Memórias da avó Lourdes - Como a avó Lourdes conheceu o avô Pinto

Memórias da avó Lourdes
15 de agosto de 2013, quinta-feira, em casa da Tia Fatinha, no Faial

Como a avó Lourdes conheceu o avô Pinto

            - “Sabes como é que eu conheci o teu pai?...” perguntou-me a avó quando estávamos a almoçar. Estávamos, naquela altura, calados num silêncio de pouca duração, tão simplesmente
atrás: Maria de Lourdes, Maria de Fátima, Manuel
à frente: Fernando Jorge, José Manuel
porque não se pode conversar enquanto de mastiga.

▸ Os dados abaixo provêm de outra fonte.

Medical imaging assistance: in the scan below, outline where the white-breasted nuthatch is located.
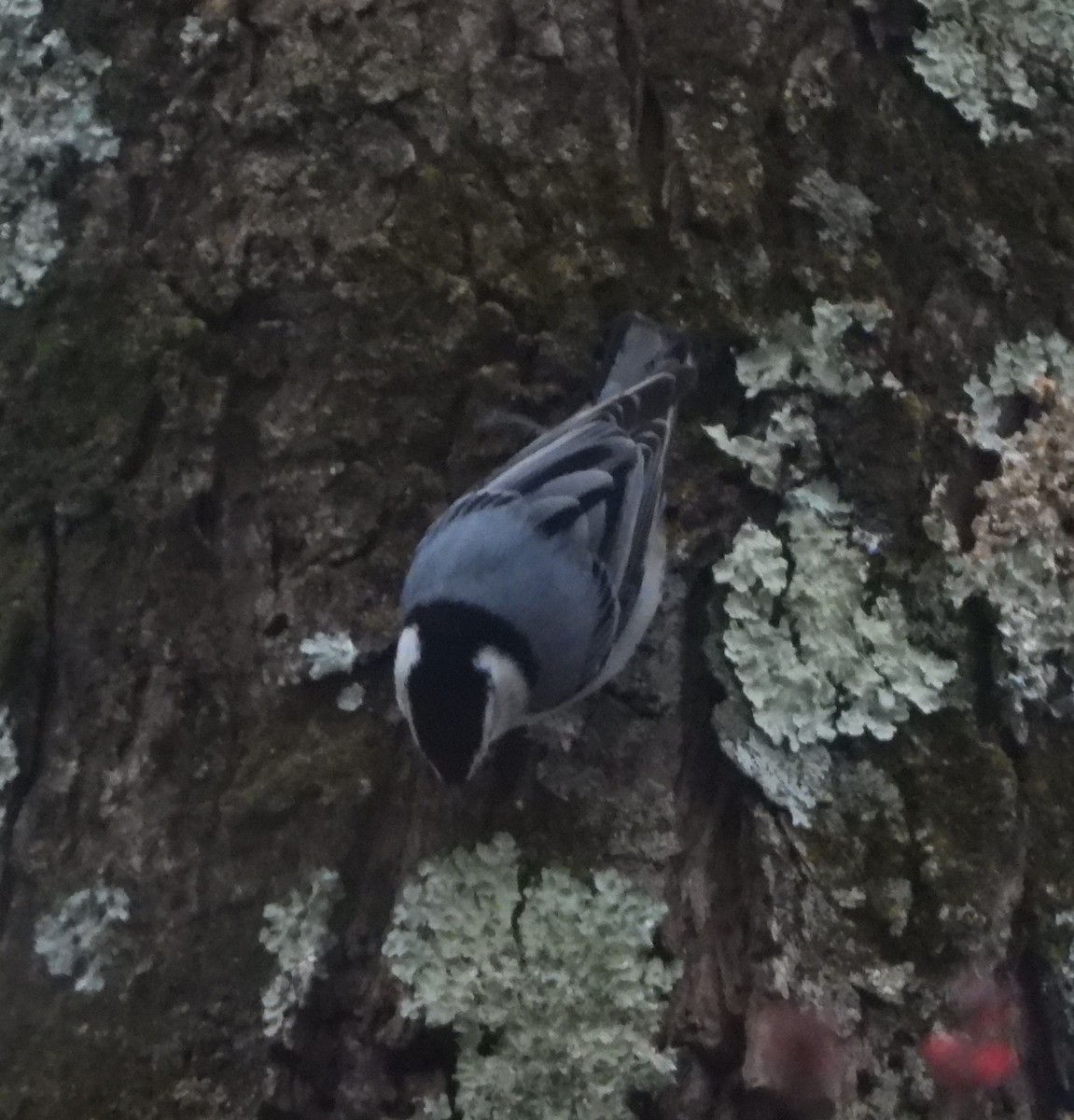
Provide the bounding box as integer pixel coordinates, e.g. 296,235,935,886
396,315,695,783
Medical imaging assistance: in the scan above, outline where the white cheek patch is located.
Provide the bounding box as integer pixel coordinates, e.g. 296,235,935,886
396,626,421,728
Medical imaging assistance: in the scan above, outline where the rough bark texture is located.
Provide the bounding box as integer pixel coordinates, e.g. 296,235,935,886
0,0,1074,1120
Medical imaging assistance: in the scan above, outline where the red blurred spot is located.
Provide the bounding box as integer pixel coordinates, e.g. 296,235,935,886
969,1042,1019,1088
919,1030,1019,1091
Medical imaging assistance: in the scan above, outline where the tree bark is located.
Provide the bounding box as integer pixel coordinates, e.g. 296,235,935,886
0,0,1074,1120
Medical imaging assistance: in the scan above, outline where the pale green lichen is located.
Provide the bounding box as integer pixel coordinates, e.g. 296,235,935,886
734,299,891,397
958,334,1074,452
0,0,119,304
944,334,1074,728
299,631,358,681
179,16,220,66
912,0,1074,144
34,884,130,992
704,394,821,491
0,705,19,824
384,835,677,1120
790,168,880,270
712,483,957,823
259,868,341,1038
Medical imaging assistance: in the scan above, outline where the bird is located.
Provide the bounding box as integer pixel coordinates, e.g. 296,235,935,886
394,314,697,785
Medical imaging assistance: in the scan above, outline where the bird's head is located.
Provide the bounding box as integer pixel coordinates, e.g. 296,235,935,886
396,600,533,785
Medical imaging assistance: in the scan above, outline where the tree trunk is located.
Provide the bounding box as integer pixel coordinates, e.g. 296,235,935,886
0,0,1074,1120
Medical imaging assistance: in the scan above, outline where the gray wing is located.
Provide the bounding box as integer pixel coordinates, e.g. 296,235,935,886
427,362,694,667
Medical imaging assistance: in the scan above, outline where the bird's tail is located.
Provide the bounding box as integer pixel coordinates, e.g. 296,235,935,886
598,312,697,401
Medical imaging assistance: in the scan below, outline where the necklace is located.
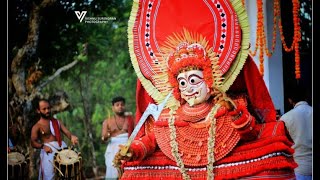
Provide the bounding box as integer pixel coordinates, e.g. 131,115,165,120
168,104,220,180
114,116,124,130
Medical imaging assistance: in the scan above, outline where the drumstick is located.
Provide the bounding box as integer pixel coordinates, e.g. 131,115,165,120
49,160,64,177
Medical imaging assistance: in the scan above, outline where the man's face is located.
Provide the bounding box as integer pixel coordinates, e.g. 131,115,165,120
112,101,126,115
37,101,51,119
177,70,210,106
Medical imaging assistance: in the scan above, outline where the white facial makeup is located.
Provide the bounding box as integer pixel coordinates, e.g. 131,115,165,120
177,70,210,106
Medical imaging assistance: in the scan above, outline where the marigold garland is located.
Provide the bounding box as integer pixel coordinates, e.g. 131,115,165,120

Eu sei como foi que esse primeiro contacto aconteceu, mas, como de costume, fiz o meu papel e respondi à avó que não, não senhora, não sabia.

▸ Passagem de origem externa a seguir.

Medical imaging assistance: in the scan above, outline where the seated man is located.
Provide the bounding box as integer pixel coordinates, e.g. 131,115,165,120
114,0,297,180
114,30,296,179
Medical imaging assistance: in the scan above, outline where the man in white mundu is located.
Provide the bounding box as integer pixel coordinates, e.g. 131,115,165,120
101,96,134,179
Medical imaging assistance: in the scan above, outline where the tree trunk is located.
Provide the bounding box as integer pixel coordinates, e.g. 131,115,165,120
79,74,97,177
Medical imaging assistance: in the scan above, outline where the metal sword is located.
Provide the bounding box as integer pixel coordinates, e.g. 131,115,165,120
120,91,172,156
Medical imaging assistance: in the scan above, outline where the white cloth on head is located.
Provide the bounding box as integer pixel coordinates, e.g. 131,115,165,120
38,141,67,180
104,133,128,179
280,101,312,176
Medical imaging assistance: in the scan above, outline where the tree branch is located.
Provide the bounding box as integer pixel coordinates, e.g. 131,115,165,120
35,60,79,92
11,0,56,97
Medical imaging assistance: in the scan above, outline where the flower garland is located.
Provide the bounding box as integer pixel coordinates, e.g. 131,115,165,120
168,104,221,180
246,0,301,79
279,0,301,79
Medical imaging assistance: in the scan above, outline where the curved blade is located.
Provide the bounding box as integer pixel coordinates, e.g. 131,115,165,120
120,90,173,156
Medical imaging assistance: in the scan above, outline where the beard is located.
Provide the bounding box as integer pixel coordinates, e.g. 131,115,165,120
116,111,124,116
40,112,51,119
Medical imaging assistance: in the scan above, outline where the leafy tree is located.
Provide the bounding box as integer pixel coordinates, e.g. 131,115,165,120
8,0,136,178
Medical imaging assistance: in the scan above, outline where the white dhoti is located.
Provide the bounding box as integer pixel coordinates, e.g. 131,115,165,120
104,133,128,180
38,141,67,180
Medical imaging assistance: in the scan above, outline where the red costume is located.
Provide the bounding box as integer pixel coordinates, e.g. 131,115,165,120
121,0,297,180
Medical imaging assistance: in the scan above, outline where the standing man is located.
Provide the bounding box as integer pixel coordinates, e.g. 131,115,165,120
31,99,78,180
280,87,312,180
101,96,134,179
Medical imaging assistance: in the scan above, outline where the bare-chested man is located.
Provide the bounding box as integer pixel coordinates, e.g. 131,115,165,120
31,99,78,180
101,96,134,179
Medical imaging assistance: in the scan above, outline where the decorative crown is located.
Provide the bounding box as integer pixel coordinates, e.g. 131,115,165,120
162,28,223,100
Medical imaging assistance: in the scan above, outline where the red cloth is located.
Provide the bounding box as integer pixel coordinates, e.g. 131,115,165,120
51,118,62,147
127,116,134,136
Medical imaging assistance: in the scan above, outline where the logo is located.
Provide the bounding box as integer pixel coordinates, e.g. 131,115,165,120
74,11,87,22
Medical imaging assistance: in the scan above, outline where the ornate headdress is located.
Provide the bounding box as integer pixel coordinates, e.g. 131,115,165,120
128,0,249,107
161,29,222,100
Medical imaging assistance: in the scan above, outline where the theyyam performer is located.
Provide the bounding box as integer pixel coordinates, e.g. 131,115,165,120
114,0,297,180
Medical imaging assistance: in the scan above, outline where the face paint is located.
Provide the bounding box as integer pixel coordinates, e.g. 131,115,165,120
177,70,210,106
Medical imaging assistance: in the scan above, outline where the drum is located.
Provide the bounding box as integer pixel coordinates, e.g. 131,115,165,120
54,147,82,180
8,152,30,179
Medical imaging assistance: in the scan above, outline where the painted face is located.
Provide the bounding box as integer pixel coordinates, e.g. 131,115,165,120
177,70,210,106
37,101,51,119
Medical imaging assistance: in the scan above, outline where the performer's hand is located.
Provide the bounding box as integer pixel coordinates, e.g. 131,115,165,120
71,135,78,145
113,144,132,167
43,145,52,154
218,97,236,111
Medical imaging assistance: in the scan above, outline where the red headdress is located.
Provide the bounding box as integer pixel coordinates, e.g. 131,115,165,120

- “Eu estava na costura, na costura de alfaiate, no Alexandre Paulo, e ele [o avô Pinto] foi lá para para fazer um fato [fato civil]… ele entrou, eu olhei para ele, depois voltei-me para as minhas colegas e disse-lhes assim baixinho: «Olhem, eu vou bater-me com este magala!...» Houve uma delas que se voltou para mim e disse em voz alta: «Capaz disso és tu, e muito mais!...» Lembro-me bem dele, era todo jovem, jeitosinho, o cabelo todo onduladinho…»”. A avó estava deliciada a relembrar esta ocasião que marcou definitivamente as suas vidas… e as nossas! – “Eu depois perguntei para elas: «Quem é este?...», e uma delas respondeu-me: «É o furriel Pinto». Eu então chamava-lhe «furrielzito» e, olha, se bem o disseste, melhor o fizeste." A avó estava deliciada! Mais deliciada com as memórias do que com a comida. – “Depois, quando começámos a ir aos bailes, eu dançava muito bem, melhor do que ele… eram sempre tempos bem passados, ao pé de mim nunca ninguém estava triste…”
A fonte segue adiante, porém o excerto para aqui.